Es ist eigentlich egal, anhand welcher konkreten Fragen sich immer wieder erweist, wie zirkulär das tierrechtliche Denksystem ist. Die Botschaft ist immer nur: Ich ich ich. Und diese Leute haben die Stirn, von anderen einen ergebnisoffenen Diskurs zu fordern! Der Diskurs ist bei diesen Leuten so offen wie ein zugekniffener Hintern.

 

* Selbst wenn man das Recht auf Leben als Prima-facie-Recht versteht, kommt man bei Tieren damit nicht weit. Prima-facie Rechte sind Rechte, die gelten, solange ihnen nichts entgegensteht (pro tanto). Das Recht auf Leben kann zum Beispiel unter bestimmten Umständen aufgehoben werden (Notwehr, Todesstrafe, Krieg).
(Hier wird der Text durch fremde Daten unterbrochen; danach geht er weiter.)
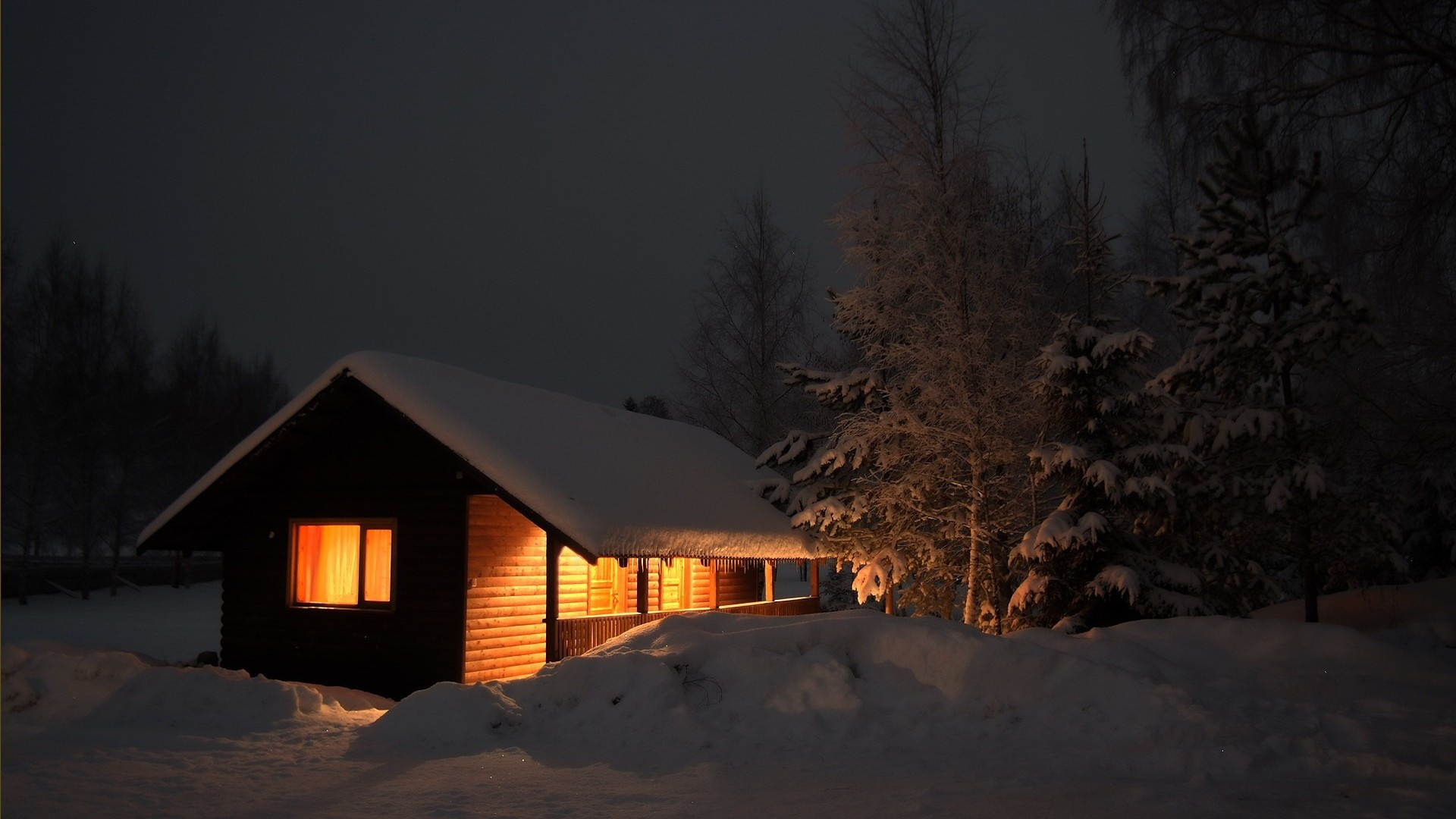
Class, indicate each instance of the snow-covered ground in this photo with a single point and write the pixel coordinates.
(715, 714)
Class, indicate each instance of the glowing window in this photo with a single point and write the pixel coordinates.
(344, 563)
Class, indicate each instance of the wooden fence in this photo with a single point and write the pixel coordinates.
(580, 634)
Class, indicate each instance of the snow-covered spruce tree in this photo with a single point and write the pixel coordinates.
(1261, 321)
(922, 482)
(1090, 561)
(753, 312)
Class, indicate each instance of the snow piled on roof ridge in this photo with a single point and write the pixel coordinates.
(613, 482)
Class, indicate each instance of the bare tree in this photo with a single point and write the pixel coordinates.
(752, 314)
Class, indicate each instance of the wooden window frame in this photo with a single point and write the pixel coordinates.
(364, 523)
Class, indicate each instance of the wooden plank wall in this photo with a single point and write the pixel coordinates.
(506, 592)
(742, 585)
(702, 580)
(364, 463)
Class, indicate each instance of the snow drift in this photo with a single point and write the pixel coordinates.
(1187, 698)
(52, 686)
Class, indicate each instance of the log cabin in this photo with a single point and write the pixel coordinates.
(403, 522)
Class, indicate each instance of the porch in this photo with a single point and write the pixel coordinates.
(580, 634)
(573, 634)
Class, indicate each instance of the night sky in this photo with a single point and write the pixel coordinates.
(523, 190)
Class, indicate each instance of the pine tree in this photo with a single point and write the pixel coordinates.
(1106, 463)
(1261, 321)
(922, 480)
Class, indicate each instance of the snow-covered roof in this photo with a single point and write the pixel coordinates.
(613, 482)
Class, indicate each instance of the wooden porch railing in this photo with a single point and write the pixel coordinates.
(580, 634)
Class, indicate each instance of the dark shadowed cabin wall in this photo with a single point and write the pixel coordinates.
(351, 458)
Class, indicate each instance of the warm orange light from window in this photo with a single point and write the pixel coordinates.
(327, 567)
(379, 545)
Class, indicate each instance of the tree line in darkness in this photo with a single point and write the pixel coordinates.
(105, 422)
(1028, 422)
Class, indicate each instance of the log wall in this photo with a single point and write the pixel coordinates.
(506, 592)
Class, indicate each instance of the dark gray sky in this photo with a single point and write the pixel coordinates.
(526, 190)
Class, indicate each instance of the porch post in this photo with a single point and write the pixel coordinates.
(641, 585)
(552, 596)
(712, 583)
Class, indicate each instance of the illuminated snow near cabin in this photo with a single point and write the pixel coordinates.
(717, 714)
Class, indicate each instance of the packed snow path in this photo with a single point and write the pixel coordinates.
(715, 714)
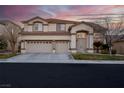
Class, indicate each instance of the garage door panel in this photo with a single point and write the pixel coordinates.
(62, 47)
(39, 47)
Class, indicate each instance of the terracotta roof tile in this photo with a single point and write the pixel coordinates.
(52, 20)
(45, 33)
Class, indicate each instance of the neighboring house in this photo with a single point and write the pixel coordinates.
(55, 35)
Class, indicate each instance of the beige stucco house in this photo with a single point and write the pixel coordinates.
(56, 36)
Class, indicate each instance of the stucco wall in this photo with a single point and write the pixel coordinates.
(51, 27)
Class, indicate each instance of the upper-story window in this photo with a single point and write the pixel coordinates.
(61, 27)
(38, 27)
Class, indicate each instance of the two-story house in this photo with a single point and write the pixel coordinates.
(55, 36)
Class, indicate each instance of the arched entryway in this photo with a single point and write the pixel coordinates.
(81, 41)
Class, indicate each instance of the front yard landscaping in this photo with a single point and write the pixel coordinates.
(81, 56)
(4, 56)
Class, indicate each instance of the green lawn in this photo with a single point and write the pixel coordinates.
(4, 56)
(80, 56)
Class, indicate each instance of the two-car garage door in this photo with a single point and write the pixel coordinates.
(47, 46)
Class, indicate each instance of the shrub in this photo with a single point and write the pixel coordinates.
(3, 44)
(114, 51)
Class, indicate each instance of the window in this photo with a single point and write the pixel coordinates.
(38, 27)
(81, 35)
(61, 27)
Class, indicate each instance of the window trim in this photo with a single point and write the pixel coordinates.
(38, 26)
(58, 27)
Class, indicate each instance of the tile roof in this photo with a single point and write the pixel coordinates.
(52, 20)
(45, 33)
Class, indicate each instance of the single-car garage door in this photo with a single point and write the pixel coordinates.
(62, 46)
(39, 47)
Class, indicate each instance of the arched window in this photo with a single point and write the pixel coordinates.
(38, 27)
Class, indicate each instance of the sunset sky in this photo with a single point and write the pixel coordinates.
(71, 12)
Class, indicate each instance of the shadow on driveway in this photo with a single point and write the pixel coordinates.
(53, 75)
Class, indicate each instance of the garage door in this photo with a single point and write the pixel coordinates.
(62, 46)
(81, 45)
(39, 47)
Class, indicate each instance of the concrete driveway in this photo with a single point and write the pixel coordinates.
(40, 57)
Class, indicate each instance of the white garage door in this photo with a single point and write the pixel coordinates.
(62, 46)
(39, 47)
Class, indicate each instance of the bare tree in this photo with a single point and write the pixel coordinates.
(11, 33)
(114, 32)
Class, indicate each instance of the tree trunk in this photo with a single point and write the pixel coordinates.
(97, 50)
(110, 50)
(13, 48)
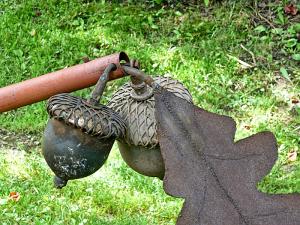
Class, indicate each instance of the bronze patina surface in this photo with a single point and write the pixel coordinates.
(65, 80)
(216, 176)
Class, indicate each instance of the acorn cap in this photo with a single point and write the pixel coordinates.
(96, 120)
(138, 110)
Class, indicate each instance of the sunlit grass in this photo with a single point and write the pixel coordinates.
(113, 195)
(191, 45)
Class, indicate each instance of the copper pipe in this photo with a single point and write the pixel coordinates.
(65, 80)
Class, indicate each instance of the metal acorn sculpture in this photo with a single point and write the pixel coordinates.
(80, 133)
(135, 103)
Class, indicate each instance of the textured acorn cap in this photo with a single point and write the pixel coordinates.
(138, 113)
(98, 120)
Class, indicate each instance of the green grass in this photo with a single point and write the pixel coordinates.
(193, 45)
(113, 195)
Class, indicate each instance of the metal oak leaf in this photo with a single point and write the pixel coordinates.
(217, 177)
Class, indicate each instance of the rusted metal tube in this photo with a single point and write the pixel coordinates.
(65, 80)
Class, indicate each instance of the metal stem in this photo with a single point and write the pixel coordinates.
(100, 86)
(138, 74)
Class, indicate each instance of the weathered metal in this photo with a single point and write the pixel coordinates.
(65, 80)
(217, 177)
(80, 133)
(135, 103)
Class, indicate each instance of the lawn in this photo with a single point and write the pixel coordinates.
(206, 48)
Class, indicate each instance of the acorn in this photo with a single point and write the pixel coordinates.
(135, 103)
(80, 133)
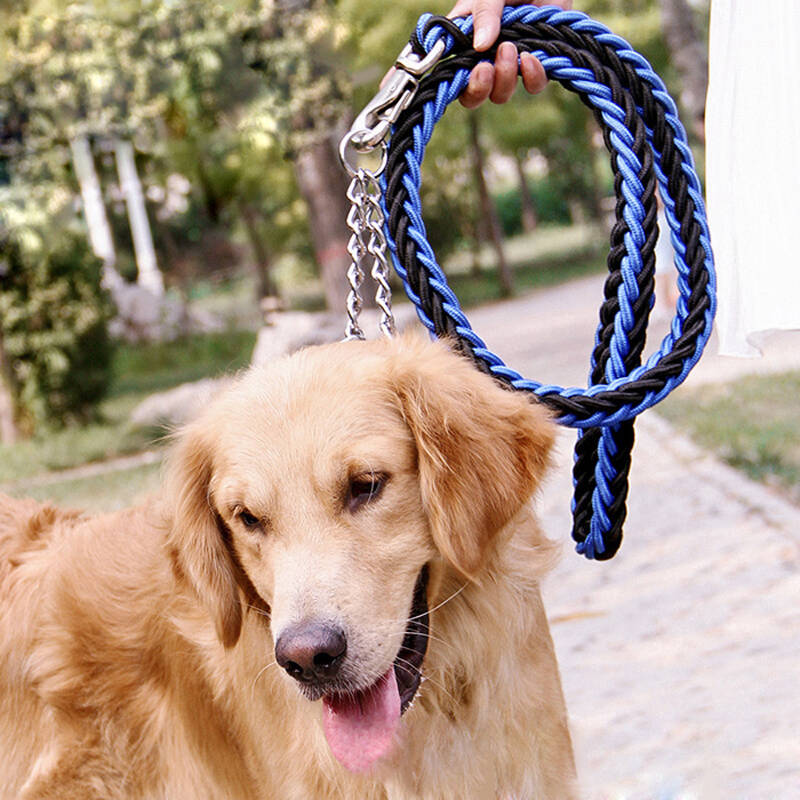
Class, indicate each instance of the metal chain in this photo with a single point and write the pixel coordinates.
(357, 249)
(377, 248)
(365, 219)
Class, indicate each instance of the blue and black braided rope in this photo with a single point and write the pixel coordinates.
(648, 147)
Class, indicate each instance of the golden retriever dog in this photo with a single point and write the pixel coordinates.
(336, 595)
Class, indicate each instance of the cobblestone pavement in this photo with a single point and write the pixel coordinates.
(680, 657)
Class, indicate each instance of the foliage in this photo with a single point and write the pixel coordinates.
(751, 423)
(222, 96)
(137, 370)
(54, 314)
(551, 206)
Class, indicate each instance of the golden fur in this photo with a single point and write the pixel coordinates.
(136, 649)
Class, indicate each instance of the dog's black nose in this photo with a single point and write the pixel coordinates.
(311, 652)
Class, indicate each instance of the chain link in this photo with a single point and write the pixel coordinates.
(365, 219)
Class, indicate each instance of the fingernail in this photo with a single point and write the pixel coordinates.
(482, 38)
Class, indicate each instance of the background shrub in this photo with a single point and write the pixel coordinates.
(54, 316)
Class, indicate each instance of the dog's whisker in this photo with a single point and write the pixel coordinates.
(263, 670)
(258, 610)
(438, 606)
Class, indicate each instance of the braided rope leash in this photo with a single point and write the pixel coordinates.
(648, 147)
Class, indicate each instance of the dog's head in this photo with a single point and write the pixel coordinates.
(326, 486)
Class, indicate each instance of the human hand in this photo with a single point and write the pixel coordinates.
(497, 81)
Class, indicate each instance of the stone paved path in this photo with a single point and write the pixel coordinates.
(681, 656)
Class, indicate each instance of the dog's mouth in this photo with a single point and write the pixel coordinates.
(360, 725)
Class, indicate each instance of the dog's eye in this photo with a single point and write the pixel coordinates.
(364, 489)
(247, 519)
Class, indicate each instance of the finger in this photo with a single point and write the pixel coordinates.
(534, 78)
(387, 76)
(505, 73)
(486, 19)
(480, 85)
(462, 8)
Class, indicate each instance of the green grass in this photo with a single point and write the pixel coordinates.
(107, 492)
(152, 367)
(138, 371)
(549, 256)
(536, 274)
(753, 424)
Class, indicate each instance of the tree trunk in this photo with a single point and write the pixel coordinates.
(488, 211)
(265, 285)
(9, 432)
(322, 183)
(148, 274)
(689, 55)
(529, 217)
(94, 210)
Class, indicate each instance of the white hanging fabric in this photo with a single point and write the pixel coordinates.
(753, 168)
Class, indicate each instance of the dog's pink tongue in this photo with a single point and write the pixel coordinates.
(360, 728)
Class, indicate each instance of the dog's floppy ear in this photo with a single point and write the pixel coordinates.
(197, 536)
(482, 449)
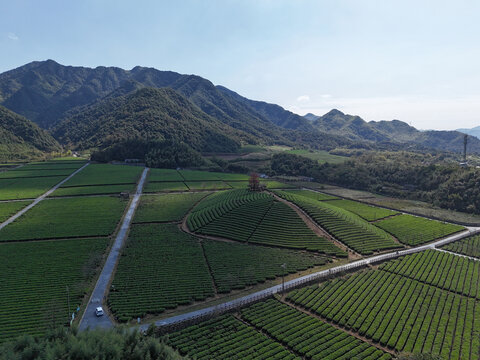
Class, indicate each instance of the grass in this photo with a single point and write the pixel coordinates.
(9, 209)
(35, 275)
(167, 207)
(160, 268)
(105, 174)
(367, 212)
(413, 230)
(154, 187)
(63, 218)
(93, 190)
(26, 188)
(235, 266)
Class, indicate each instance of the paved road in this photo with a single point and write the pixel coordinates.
(40, 198)
(206, 312)
(89, 319)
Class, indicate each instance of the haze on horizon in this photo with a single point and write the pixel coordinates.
(382, 60)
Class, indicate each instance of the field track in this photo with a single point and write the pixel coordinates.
(40, 198)
(89, 320)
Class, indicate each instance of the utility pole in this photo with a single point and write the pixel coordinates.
(68, 299)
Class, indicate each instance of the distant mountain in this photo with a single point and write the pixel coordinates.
(391, 132)
(22, 139)
(148, 114)
(311, 117)
(473, 131)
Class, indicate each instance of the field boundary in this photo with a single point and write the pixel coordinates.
(180, 321)
(41, 197)
(101, 287)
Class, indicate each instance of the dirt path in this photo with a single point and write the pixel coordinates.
(352, 254)
(41, 197)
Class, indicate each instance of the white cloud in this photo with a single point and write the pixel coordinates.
(303, 99)
(12, 36)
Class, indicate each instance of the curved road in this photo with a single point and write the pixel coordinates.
(221, 308)
(89, 319)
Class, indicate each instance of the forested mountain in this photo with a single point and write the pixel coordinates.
(20, 138)
(395, 132)
(148, 114)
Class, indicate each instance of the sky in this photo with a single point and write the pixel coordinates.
(415, 61)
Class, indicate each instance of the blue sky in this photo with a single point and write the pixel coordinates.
(417, 61)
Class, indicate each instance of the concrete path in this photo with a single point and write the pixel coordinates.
(292, 284)
(40, 198)
(458, 254)
(89, 319)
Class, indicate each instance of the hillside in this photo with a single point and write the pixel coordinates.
(149, 114)
(392, 132)
(21, 139)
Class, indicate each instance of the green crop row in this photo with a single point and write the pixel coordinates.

Im Tierreich wäre ein Prima-facie-Recht auf Leben ebenso unwirksam wie ein negatives Lebensrecht. Denn im Tierreich gilt das Recht des Stärkeren, Gewitzteren usw. Das Recht auf Leben wäre absurderweise in diesem Fall der „Widerruf“ zur weitgehend kriegerischen und gewalttätigen Praxis. Das funzt also auch nicht.